By what seems like a series of coincidences (or not?), I’ve been reading and writing and trying to write lately about maps – the information in them, the things cartographers leave out of them, their implications for understanding things about the world around us, and also the choices we make about what we don’t need to understand. So I’m launching a new category today on Inkstain: maps.
Today’s entry is Figure 6 from the IPCC report released yesterday. Given the frequent use of the phrase “global warming” as shorthand for this complex thing we all talk about, much of the attention ends up focused on temperature. This is reasonable, given that globally averaged temperature is an area of relatively greater understanding. But we don’t live globally. We live “here”, wherever “here” might be. And central to our life “here” is how much precipitation falls from the sky. Figure 6 in the new report attempts to convey in a visually understandable way what is known and not known about this centrally important issue.

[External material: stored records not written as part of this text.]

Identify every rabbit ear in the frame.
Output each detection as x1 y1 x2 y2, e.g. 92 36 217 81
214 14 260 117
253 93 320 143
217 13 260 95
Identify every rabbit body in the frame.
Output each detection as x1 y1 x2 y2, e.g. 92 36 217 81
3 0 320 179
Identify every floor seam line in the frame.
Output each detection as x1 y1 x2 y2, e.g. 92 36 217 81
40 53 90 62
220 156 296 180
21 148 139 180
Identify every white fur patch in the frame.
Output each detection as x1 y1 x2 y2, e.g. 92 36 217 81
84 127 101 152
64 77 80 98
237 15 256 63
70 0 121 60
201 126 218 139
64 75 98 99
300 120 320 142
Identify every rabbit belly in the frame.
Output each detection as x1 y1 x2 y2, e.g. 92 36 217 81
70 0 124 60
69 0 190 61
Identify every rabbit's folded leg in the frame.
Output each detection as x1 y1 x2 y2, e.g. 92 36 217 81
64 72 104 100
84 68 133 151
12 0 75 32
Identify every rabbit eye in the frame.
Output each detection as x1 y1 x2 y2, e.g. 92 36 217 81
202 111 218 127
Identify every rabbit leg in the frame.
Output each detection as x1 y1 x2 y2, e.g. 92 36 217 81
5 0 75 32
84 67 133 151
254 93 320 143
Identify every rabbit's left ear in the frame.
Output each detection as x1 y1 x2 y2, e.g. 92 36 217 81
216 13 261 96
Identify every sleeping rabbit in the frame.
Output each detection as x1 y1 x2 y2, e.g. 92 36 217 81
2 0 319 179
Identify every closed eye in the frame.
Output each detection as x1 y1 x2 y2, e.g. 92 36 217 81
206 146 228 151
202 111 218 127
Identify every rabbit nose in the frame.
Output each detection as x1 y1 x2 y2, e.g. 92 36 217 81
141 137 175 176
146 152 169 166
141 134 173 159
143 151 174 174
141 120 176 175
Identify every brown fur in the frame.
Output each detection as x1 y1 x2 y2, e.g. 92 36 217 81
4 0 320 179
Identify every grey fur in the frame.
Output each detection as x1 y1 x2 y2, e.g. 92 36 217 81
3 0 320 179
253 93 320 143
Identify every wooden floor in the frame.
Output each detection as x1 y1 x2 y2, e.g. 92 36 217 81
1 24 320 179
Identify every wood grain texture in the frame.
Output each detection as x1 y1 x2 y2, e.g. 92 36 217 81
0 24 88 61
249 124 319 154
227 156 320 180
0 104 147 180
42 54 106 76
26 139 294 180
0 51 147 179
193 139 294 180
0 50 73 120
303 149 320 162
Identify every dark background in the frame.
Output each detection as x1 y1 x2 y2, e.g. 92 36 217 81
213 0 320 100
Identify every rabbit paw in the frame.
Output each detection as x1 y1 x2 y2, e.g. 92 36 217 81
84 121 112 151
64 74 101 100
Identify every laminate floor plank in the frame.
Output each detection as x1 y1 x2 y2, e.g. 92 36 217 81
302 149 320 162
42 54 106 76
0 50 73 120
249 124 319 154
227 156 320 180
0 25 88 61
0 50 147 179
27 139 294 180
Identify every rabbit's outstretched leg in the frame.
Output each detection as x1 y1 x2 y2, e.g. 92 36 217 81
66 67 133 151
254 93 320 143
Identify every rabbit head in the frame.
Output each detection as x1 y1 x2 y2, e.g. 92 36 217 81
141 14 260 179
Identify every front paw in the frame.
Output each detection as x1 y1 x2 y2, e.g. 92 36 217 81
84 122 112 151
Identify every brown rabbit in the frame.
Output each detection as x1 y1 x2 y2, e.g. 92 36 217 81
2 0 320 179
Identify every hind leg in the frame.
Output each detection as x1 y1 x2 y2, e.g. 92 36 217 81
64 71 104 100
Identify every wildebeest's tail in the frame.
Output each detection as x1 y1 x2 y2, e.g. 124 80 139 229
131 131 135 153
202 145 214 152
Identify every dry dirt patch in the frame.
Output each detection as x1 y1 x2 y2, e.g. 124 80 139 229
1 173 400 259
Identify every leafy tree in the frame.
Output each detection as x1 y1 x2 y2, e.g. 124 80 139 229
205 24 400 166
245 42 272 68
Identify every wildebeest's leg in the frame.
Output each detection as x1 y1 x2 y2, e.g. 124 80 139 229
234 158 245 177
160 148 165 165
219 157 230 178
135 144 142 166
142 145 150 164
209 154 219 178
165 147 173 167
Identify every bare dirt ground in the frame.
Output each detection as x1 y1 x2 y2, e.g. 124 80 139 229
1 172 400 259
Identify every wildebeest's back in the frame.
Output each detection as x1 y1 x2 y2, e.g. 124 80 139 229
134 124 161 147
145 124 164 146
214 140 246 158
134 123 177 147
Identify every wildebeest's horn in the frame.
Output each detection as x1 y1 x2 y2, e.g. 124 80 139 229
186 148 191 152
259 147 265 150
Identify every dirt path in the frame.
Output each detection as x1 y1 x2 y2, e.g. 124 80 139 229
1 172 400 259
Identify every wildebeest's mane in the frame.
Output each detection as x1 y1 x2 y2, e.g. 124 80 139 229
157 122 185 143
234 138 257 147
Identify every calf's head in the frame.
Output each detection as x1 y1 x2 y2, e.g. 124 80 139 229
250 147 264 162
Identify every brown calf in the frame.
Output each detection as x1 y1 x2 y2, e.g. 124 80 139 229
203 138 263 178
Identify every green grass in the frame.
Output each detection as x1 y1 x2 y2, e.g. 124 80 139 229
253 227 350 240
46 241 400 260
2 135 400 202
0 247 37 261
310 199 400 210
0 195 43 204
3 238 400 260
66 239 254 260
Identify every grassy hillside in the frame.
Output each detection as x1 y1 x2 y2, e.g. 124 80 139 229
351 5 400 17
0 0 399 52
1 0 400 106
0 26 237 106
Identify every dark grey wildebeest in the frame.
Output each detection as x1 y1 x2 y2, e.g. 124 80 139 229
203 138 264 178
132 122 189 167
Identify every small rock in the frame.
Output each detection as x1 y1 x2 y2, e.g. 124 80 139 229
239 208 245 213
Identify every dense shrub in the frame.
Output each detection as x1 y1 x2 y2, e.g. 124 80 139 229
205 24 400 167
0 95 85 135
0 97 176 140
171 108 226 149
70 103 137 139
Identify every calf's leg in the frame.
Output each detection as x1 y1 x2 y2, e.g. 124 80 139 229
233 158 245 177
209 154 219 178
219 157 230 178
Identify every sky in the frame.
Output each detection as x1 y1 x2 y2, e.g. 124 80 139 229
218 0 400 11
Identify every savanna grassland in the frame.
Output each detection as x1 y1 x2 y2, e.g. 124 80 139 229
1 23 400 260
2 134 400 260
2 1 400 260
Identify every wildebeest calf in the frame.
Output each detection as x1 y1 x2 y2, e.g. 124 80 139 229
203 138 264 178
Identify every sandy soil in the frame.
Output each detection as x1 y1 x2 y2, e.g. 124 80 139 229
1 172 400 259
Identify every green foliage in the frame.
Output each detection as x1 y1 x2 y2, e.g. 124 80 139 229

The map’s color choices are obvious: brownish means dry, blueish means wet. (As an aside, I was at a talk yesterday where a guy used the opposite color scheme on a climate map – the red end of the rainbow for wet anomalies, blues and greens for dries – very confusing.) But beyond wet and dry, there’s a second kind of information that we also need to know, which is the confidence of the forecast. Places with no confidence are just left white. Places with higher confidence get a little stippled overlay.
I found this map very useful yesterday as I was writing about the IPCC report.